Le livre tient exactement les promesses de son titre, autrement dit montre comment une vision pragmatique de l’éthique doit se désindexer des métaphysiques et des ontologies qui la rattachent à un principe unique ou la font dépendre d’autre chose qu’elle. Le travail de l’éthique, selon Putnam, n’est pas d’élaborer un «système», mais, selon les perspectives ouvertes par Dewey, de «contribuer à la solution des problèmes pratiques», laquelle résulte de raisonnements pratiques possédant leurs propres critères de vérité, d’objectivité ou de validité, «comme toute autre forme d’activité cognitive».
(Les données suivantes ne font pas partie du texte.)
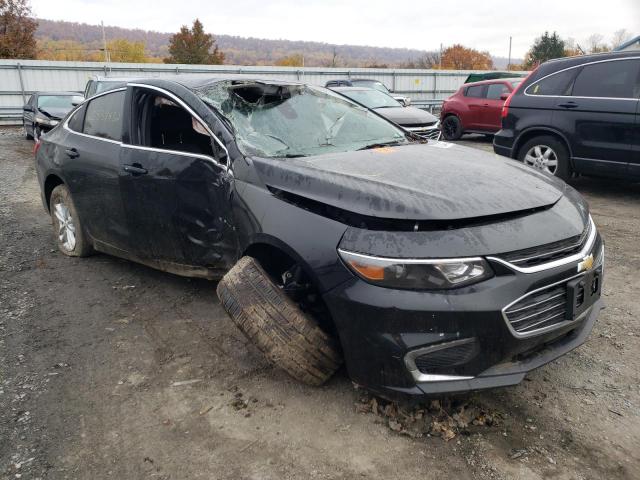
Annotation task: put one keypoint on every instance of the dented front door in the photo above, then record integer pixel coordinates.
(178, 208)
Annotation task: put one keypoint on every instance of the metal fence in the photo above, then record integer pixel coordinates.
(20, 78)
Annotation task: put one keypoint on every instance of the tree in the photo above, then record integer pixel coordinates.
(121, 50)
(619, 37)
(295, 60)
(17, 30)
(428, 61)
(194, 46)
(458, 57)
(595, 44)
(544, 48)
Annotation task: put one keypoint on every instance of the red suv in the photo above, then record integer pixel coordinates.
(476, 107)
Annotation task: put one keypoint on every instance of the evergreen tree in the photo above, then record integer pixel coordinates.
(193, 46)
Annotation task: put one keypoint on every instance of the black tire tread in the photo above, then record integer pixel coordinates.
(286, 336)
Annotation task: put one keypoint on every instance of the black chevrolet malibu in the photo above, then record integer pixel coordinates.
(426, 267)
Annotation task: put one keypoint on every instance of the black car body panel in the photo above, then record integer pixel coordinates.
(375, 183)
(195, 214)
(598, 124)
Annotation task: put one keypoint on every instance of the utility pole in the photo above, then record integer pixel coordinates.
(104, 43)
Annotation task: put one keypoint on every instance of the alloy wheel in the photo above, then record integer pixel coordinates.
(543, 158)
(66, 227)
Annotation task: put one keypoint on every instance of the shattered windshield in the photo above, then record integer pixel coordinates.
(280, 120)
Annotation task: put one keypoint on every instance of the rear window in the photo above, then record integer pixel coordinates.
(103, 116)
(76, 120)
(495, 90)
(476, 91)
(557, 84)
(617, 79)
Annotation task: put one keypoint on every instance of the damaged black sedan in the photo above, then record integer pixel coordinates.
(336, 236)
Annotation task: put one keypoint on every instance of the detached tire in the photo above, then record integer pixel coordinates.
(289, 338)
(451, 128)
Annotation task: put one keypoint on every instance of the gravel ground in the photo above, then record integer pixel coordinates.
(112, 370)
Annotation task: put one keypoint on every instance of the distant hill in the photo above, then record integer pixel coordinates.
(240, 50)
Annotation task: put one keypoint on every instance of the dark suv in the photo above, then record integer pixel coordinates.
(576, 115)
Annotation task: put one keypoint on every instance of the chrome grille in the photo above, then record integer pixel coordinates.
(430, 133)
(544, 308)
(532, 257)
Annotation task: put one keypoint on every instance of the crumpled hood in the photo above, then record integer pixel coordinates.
(434, 181)
(55, 113)
(407, 116)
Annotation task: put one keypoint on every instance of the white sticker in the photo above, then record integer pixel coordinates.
(440, 144)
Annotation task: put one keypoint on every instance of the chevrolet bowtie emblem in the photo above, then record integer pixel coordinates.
(586, 264)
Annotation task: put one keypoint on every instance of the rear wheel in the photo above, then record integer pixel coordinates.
(288, 337)
(67, 228)
(451, 128)
(548, 154)
(26, 133)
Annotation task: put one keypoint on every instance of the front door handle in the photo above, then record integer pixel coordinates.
(568, 105)
(72, 153)
(135, 169)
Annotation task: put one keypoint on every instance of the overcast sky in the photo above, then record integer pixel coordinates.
(481, 24)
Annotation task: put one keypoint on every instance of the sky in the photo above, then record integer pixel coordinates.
(424, 25)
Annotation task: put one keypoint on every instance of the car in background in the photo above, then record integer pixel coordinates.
(44, 110)
(368, 83)
(413, 119)
(577, 115)
(479, 77)
(99, 84)
(476, 108)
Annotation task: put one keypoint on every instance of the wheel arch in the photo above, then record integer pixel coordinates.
(533, 132)
(271, 251)
(51, 182)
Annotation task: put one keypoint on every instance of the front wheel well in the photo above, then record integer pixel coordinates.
(529, 134)
(50, 183)
(296, 279)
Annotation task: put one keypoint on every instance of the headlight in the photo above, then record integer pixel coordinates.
(45, 121)
(431, 274)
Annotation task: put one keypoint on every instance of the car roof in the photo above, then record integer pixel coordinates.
(53, 94)
(595, 57)
(354, 89)
(495, 80)
(196, 81)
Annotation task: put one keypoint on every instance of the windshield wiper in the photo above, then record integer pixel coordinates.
(382, 144)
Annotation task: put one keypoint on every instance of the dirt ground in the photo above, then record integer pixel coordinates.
(112, 370)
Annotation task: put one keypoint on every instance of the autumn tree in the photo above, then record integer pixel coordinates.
(194, 46)
(545, 48)
(17, 30)
(122, 50)
(295, 60)
(458, 57)
(595, 44)
(619, 37)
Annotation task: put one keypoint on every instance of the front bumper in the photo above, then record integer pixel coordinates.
(382, 329)
(503, 142)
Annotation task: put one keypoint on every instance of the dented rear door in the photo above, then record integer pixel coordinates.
(178, 207)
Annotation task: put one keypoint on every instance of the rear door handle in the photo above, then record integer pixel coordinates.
(568, 105)
(72, 153)
(134, 169)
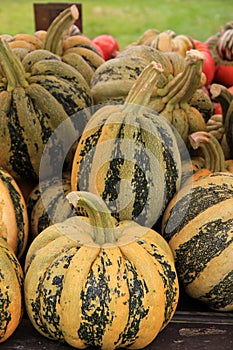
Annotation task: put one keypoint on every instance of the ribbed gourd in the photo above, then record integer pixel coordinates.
(222, 95)
(77, 50)
(32, 106)
(90, 281)
(177, 95)
(129, 155)
(198, 225)
(47, 203)
(13, 214)
(11, 291)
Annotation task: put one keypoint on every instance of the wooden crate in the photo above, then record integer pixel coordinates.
(45, 13)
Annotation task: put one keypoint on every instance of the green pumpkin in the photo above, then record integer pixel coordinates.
(129, 155)
(197, 224)
(90, 281)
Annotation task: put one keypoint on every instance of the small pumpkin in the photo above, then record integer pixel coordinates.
(32, 106)
(129, 155)
(90, 281)
(47, 203)
(224, 96)
(11, 291)
(13, 214)
(197, 224)
(221, 48)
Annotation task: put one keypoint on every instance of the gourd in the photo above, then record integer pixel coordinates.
(129, 155)
(13, 214)
(222, 95)
(11, 291)
(47, 203)
(92, 282)
(174, 94)
(197, 224)
(32, 106)
(77, 50)
(112, 81)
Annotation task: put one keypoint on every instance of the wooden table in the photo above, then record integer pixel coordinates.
(193, 326)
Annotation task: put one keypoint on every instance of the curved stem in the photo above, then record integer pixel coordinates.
(141, 91)
(12, 67)
(98, 213)
(182, 87)
(60, 25)
(211, 149)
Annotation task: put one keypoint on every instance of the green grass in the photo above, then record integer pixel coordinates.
(127, 20)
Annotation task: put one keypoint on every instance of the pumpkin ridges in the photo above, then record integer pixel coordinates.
(11, 282)
(14, 218)
(32, 285)
(144, 267)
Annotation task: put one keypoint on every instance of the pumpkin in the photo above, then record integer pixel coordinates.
(172, 93)
(224, 96)
(197, 224)
(129, 155)
(220, 46)
(47, 204)
(32, 106)
(90, 281)
(74, 49)
(11, 291)
(14, 218)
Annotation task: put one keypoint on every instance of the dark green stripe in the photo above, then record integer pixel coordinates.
(168, 277)
(221, 295)
(18, 209)
(192, 204)
(210, 241)
(19, 156)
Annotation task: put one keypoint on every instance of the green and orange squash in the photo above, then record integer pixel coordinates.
(11, 291)
(197, 224)
(14, 226)
(129, 155)
(32, 106)
(90, 281)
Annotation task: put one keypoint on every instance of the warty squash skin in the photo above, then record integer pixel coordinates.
(129, 155)
(11, 291)
(198, 225)
(93, 282)
(32, 106)
(13, 214)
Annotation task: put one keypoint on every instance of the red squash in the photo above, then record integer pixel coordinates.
(221, 48)
(108, 45)
(209, 63)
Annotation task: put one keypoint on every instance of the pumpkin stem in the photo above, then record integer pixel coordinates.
(12, 67)
(182, 87)
(211, 149)
(222, 95)
(100, 218)
(142, 89)
(58, 29)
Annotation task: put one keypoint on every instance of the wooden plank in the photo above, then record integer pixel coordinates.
(187, 330)
(45, 13)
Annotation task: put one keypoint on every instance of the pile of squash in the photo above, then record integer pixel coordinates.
(116, 182)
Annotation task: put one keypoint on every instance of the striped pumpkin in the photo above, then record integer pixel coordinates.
(33, 106)
(47, 204)
(11, 291)
(198, 225)
(92, 282)
(129, 155)
(13, 214)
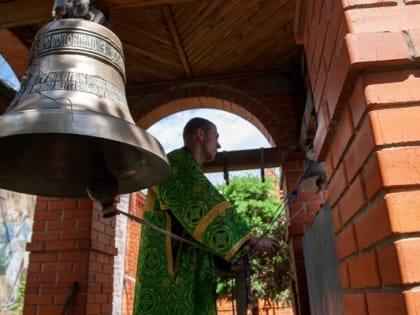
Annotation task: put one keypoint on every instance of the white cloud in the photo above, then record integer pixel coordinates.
(235, 134)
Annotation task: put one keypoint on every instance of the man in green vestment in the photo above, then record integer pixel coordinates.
(177, 278)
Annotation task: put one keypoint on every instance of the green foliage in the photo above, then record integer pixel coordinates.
(18, 305)
(259, 203)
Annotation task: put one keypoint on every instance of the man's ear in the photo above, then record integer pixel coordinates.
(200, 133)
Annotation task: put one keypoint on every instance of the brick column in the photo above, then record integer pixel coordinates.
(362, 60)
(301, 211)
(72, 250)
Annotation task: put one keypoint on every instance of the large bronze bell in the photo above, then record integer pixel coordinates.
(68, 132)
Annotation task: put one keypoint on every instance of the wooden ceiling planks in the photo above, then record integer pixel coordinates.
(148, 44)
(166, 40)
(232, 32)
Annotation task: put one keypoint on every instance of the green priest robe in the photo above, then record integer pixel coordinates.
(176, 278)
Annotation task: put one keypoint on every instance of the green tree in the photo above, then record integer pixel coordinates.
(260, 204)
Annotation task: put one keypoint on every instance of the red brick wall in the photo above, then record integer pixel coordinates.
(362, 58)
(71, 243)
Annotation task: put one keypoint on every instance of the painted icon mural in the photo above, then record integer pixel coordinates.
(16, 218)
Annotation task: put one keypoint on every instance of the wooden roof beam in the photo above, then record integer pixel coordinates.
(177, 41)
(122, 4)
(247, 159)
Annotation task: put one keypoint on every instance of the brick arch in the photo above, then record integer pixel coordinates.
(182, 104)
(159, 104)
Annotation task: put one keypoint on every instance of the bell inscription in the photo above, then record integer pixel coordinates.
(78, 41)
(75, 82)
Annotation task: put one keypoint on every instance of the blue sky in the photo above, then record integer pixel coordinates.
(7, 74)
(235, 134)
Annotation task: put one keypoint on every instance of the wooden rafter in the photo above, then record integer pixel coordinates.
(122, 4)
(177, 41)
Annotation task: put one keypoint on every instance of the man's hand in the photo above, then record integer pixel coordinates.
(264, 244)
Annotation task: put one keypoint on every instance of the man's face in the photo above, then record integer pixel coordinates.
(210, 144)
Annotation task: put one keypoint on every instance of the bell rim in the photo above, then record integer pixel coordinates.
(76, 124)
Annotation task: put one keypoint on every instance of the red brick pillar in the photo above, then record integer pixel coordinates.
(72, 250)
(362, 60)
(302, 208)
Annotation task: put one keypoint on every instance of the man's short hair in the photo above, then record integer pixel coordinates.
(194, 124)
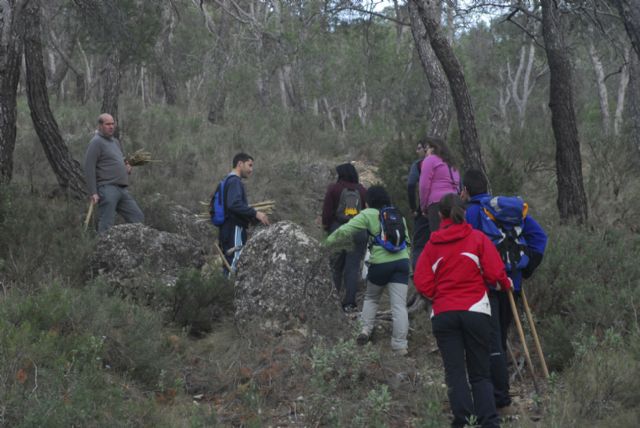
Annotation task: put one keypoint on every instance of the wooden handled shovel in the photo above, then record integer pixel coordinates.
(535, 335)
(89, 213)
(516, 317)
(224, 259)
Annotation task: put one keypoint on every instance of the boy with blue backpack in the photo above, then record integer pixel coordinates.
(388, 264)
(521, 242)
(230, 211)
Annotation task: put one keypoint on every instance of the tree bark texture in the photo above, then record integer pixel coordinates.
(439, 99)
(630, 12)
(67, 170)
(603, 93)
(10, 59)
(111, 84)
(572, 200)
(457, 84)
(162, 55)
(633, 100)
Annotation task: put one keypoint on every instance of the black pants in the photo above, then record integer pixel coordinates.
(499, 373)
(463, 338)
(346, 266)
(419, 239)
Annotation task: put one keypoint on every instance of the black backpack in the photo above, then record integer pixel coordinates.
(392, 235)
(349, 205)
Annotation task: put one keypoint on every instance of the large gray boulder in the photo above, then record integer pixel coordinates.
(284, 283)
(132, 258)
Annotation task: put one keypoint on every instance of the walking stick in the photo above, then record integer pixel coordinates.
(535, 335)
(88, 219)
(521, 333)
(224, 259)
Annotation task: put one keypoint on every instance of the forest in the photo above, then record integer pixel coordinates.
(541, 95)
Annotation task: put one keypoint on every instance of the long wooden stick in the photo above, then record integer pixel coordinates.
(88, 218)
(516, 317)
(534, 332)
(224, 259)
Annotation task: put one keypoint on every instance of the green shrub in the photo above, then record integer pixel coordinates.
(586, 283)
(197, 301)
(42, 239)
(602, 386)
(67, 359)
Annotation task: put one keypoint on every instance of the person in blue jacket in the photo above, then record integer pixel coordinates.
(233, 232)
(474, 189)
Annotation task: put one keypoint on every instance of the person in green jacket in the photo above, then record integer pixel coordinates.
(386, 269)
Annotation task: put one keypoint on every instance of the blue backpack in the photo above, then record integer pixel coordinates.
(392, 230)
(218, 202)
(502, 220)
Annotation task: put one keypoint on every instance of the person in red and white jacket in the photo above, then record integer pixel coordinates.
(452, 272)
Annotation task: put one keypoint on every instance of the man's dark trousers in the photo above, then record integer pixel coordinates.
(463, 338)
(420, 237)
(499, 372)
(232, 236)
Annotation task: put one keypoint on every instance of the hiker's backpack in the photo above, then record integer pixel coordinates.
(392, 230)
(217, 207)
(502, 220)
(349, 205)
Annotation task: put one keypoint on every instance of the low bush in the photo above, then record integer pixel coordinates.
(76, 357)
(197, 301)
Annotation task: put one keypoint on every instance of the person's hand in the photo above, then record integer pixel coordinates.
(499, 286)
(262, 218)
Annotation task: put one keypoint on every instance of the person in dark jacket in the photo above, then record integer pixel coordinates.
(420, 221)
(233, 232)
(345, 263)
(474, 190)
(452, 272)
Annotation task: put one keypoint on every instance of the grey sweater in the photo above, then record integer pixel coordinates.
(104, 164)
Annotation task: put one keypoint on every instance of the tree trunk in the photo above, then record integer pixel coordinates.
(111, 85)
(162, 56)
(622, 92)
(457, 84)
(572, 200)
(67, 170)
(633, 110)
(603, 93)
(10, 59)
(630, 13)
(439, 99)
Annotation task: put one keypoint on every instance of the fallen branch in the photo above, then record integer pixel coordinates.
(139, 157)
(88, 218)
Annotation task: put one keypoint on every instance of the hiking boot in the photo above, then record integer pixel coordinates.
(508, 412)
(363, 338)
(349, 309)
(401, 352)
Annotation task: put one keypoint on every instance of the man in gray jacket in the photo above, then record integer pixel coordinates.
(107, 175)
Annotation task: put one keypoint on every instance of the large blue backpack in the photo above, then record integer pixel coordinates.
(217, 208)
(392, 230)
(502, 220)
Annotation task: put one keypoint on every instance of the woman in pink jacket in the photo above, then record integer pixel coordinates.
(452, 272)
(438, 176)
Les vérités mathématiques n’ont pas besoin, pour être vraies, d’objets extérieurs «vraiment existants» - y compris au sens des Idées platoniciennes - mais seulement de leur possibilité mathématique, définie, comme dirait Wittgenstein, par l’usage (démonstrations, applications…) de la mathématique elle-même. De la même façon, la vérité des jugements moraux ne dépend pas de ce qu’ils «correspondent» à des «objets» externes, intangibles, tels que le Bien, l’Utile, le Plaisir ou d’autres : ils possèdent une «objectivité sans objets», au sens où il n’est pas nécessaire, pour l’attester, de «fournir des raisons qui ne font pas partie de l’éthique».

Même si le fait que «tuer des innocents, escroquer, voler, etc., soit mauvais est accepté partout par des personnes dotées d’une conscience morale», les questions d’éthique soulèvent souvent des désaccords et, dans la mesure où elles mettent en jeu «un mélange complexe de croyances philosophiques, religieuses et factuelles», sont dites «insolubles». En prenant l’exemple de l’avortement, Putnam montre cependant combien il est «égarant» de déduire de l’«insolubilité des disputes métaphysiques» - qui évidemment apparaît telle si on se demande : «Quand le fœtus acquiert-il une âme ?» - l’«insolubilité des disputes éthiques» qui, elles, peuvent trouver des solutions, momentanées, «faillibles», perfectibles, par le raisonnement pratique. La cause du fourvoiement est donc toujours le mirage métaphysique ou ontologique.

«Statue». C’est pourquoi le philosophe américain s’attache à rédiger la «nécrologie» de l’ontologie, et des formes (inflationniste, déflationniste, réductiviste, éliminativiste…) qu’elle a prises de Platon à Quine. Son discours, qui convoque des questions de philosophie de la logique ou de philosophie des mathématiques, est certes complexe, mais ce qu’il veut dire de l’éthique est clair : c’est elle qui noue le plus étroitement la philosophie à la vie, et incite chacun à réfléchir sur «la manière raisonnable d’agir». L’éthique n’est pas une «noble statue se tenant au sommet d’un seul pilier», rivé à une «théorie de l’être». Elle serait plutôt «une table avec de nombreux pieds», dont on sait qu’«elle chancelle quand le sol sur lequel elle repose n’est pas régulier», mais qu’«elle est très difficile à retourner»."